Microsoft recognized World Password Day on Thursday by touting its progress in making fallible logon technology obsolete. In the past six months, the number of people who use Microsoft's services but have dumped logon passwords has risen by half to 150 million.
What's the alternative to traditional usernames and passwords? Microsoft now offers three no-password logon options for its online services on Windows machines: a hardware security key combined with Windows Hello face recognition technology or fingerprint ID; a hardware key combined with a PIN code; or a phone running the Microsoft Authenticator app.
Most of the people who dumped passwords are among the 800 million consumers using Microsoft consumer services like Outlook.com and Skype, but a chunk of the billion people at businesses using Microsoft logon technology have also dropped the insecure practice of memorizing strings of letters, digits and special characters, says Joy Chik, Microsoft's corporate vice president for identity technology.
"It's both secure and has the best experience," she said of the reasons for moving to a passwordless authentication. Among Microsoft's 150,000 or so employees, 90% have dumped passwords for their own authentication, she added.
World Password Day, observed on Thursday, is often used to prod us into better password security practices. But with post-password technology now maturing, we have a chance to leave behind a computer authentication technology that's actually become a weak link in security.
There are plenty of password problems. Because we reuse passwords, hackers can often crack into multiple sites if they grab the credentials to one. A good password from the perspective of computer security -- long, unique and unguessable -- happens to be the hardest for humans to memorize and type. Password managers can help us cope with passwords to dozens or hundreds of online services in our lives, but they're complex.
FIDO standard helps with passwordless logon
New authentication techniques like hardware security keys and biometrics enable two-factor authentication without having to remember a password. New standards like FIDO -- short for Fast Identity Online -- make it easier for device makers and websites to embrace passwordless logon. And with passwordless authentication, companies and consumers don't have to worry as much about hackers stealing troves of login data.

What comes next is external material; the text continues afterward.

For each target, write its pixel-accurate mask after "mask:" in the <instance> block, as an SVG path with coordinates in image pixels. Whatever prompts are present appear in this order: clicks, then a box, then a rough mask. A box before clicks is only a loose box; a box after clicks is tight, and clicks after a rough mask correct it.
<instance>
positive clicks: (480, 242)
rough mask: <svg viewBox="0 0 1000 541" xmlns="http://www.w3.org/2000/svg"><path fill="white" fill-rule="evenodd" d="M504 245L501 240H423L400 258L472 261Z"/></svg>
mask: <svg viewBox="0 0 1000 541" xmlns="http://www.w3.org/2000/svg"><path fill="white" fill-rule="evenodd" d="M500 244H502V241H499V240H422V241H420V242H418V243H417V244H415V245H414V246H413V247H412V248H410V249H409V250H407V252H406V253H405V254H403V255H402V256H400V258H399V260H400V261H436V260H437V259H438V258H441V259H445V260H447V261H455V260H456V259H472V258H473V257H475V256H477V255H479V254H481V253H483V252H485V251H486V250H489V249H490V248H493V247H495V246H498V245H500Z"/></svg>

Hardware security keys aren't perfect -- they can get lost, too. Enrolling keys -- primary and backup at least -- is tedious at best for multiple accounts. But the technology is maturing, and it's important to balance the problems of passwordless logon with the problems we already face today, said Stina Ehrensvärd, co-founder and chief executive of Swedish company Yubico.
"I can lose my phone, too," she said. That's why she recommends having multiple logon options.
Better logon security has become a higher priority with so many more people telecommuting because of the coronavirus, the COVID-19 pandemic it's caused, and the widespread orders to work from home. Companies and governments are now racing to modernize logon, Ehrensvärd said.
"Things that took months now take three weeks," she said, with customers demanding overnight key shipments. Yubico has now sold more than 10 million of its Yubikey hardware security keys, a rate growing about 60% to 70% annually. "The remote workforce is pushing this new reality."